Approximately ten to twelve thousand families move from the countryside to the city of Ulaanbaatar every year. These people leave the traditional herding lifestyle for a number of reasons – often to find a more modern livelihood that is not directly threatened by changing climate. Many find that the city has little to offer other than noise and pollution.

 

Even though the population of Mongolia has risen to 3 million in the last century, Mongolia is still the least densely populated country in the world. The roughly 1.6 million people that remain in the countryside typically live as semi-nomadic herders. Their lifestyles strongly resemble those of their ancestors, from the dwellings they occupy, known as “gers,” to their style of dress. In the past, most Mongolian herders practiced “transhumance”, meaning that they would move their herd to new pastures depending on their herd’s needs. Today, many herders are semi-nomadic, meaning they move from one specific location to another specific location at the change of the seasons. This means that most families have a winter location and a summer location, and these locations don’t vary and typically remain the same for their entire lives.

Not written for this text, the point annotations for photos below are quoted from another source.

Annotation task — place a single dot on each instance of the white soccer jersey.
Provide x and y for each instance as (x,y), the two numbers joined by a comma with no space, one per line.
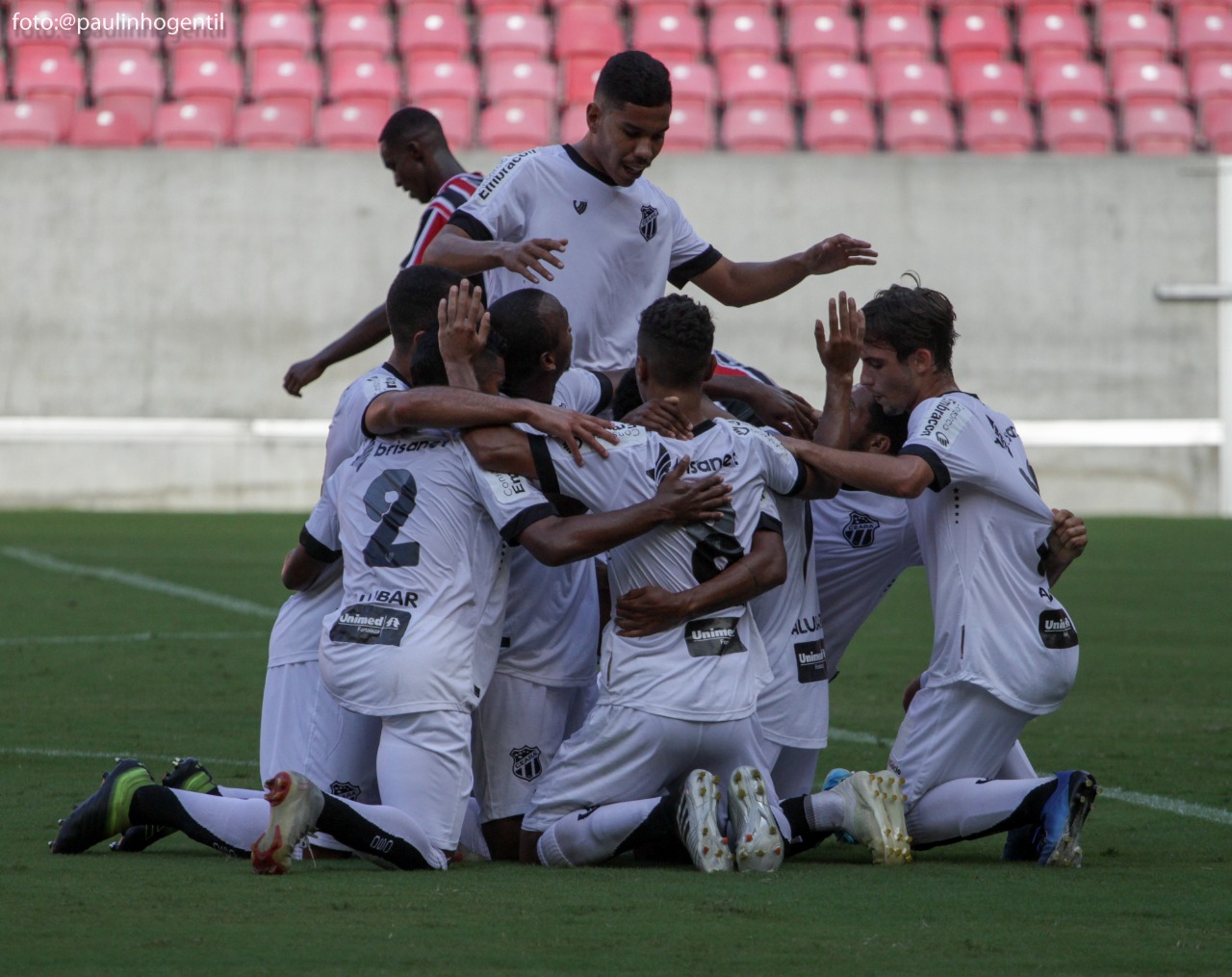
(551,630)
(295,633)
(417,524)
(861,542)
(625,244)
(793,708)
(709,668)
(982,531)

There are several factors that have caused this change in migration behavior. One is the significant increase in population. The people have grown in number, but the pasture has not. Disputes over land have become common. Most people now only move their gers and their herds between two designated areas to avoid conflict. The move from pastoral herding to semi-nomadic herding isn’t the only change that Mongolian herders have experienced in the past century. Another factor influencing migration came from the Communist era of Mongolian history.

The number and type of animals each herder typically owns has also changed. The “five snouts” or “five jewels” is a common expression in Mongolia, and it refers to the five domesticated animals that herders historically owned. These five are yaks, sheep, goats, horses and camels. In the past ten years, the prices of cashmere have motivated many herders to focus more on cashmere producing goats rather than these other animals. The high presence of these goats may be contributing to the desertification of Mongolia and the great Central Asian steppe.

Another recent development attributed to climate change is the higher frequency of “dzuds” in recent years. A “dzud” is a severe winter with heavy snow, very low temperature, or heavy ice accumulation. Dzuds have been known to kill tens of millions of livestock. In 2010 over 20% of all livestock in Mongolia was lost. Herding families sometimes lose entire herds, and are forced to depend on distant family for support or move to the city to attempt to find other work.